Ruby EventMachine file tailing and friends. 'gem install eventmachine-tail' to install.
This project contains two "EventMachine":http://wiki.github.com/eventmachine/eventmachine/ extensions.
First, it adds an event-driven file-following similar to the unix 'tail -f' command. For example, you could use it to follow /var/log/messages the same way tail -f would.
Second, it adds event-driven file patterns allowing you to watch a given file pattern for new or removed files. For example, you could watch /var/log/*.log for new/deleted files.
For "logstash":http://code.google.com/p/logstash/, the log agents were event-driven using EventMachine. The log agents mainly get their data from logfiles. To that end, we needed a way to treat log files as a stream.

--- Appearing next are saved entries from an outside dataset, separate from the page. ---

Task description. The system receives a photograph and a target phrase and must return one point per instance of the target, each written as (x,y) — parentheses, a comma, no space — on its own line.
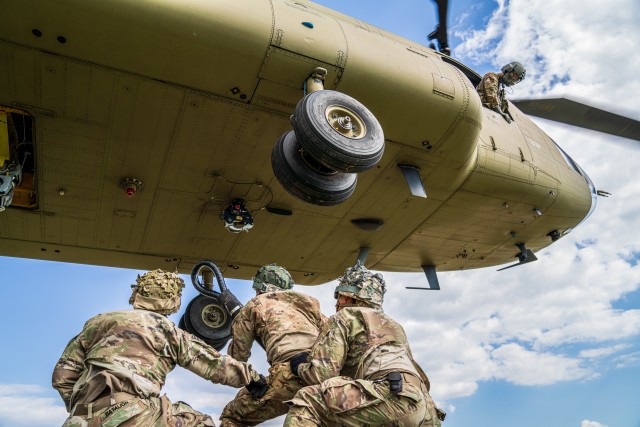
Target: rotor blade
(578,114)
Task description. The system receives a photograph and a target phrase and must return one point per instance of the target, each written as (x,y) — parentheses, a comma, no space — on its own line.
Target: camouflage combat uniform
(490,94)
(112,372)
(350,363)
(284,323)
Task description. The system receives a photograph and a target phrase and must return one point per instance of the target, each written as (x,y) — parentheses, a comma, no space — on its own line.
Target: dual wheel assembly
(334,138)
(209,315)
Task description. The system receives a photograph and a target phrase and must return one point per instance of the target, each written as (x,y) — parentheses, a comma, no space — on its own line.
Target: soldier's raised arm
(68,370)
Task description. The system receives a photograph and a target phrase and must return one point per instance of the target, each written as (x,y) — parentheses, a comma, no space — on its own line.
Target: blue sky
(556,342)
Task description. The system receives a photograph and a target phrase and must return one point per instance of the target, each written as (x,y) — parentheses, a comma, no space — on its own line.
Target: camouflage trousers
(152,412)
(244,410)
(342,401)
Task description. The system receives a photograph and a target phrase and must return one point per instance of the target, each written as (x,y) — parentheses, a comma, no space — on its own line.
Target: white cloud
(30,406)
(587,423)
(552,320)
(595,353)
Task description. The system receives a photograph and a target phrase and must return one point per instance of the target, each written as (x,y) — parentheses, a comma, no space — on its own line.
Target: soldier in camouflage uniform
(284,323)
(361,369)
(112,372)
(491,88)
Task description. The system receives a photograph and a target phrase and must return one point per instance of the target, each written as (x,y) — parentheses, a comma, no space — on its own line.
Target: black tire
(322,120)
(306,179)
(208,318)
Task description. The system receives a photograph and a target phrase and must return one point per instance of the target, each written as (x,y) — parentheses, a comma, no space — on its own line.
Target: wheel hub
(213,316)
(346,122)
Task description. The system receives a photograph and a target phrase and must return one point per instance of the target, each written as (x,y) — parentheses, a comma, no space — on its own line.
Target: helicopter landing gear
(303,177)
(334,137)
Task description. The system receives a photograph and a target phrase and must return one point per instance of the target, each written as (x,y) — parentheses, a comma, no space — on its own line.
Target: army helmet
(515,67)
(271,278)
(359,283)
(157,290)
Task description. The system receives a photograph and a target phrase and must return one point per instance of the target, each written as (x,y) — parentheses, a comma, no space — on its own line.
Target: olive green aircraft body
(181,103)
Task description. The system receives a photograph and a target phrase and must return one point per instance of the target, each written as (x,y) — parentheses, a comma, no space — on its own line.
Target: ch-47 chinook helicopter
(156,133)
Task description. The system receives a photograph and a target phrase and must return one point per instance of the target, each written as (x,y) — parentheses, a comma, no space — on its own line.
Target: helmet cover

There's a ruby gem 'file-tail' that implements tailing, but not in an event-driven way. This makes it hard to use in EventMachine programs like logstash.
Thus, eventmachine-tail was born.
Further, the usage patterns for logstash required the ability to watch a directory (or a file pattern) for new log files.
h2. Get eventmachine-tail
To install eventmachine-tail, you only need to use gem:
bc. gem install eventmachine-tail
This will also install the rtail tool described below.
h2. Implementation Thoughts
h3. "Don't block the reactor"
EventMachine::FileTail will only read one chunk (64K by default) from any file for each tick of the reactor. This helps ensure we don't spend too much time reading from the file.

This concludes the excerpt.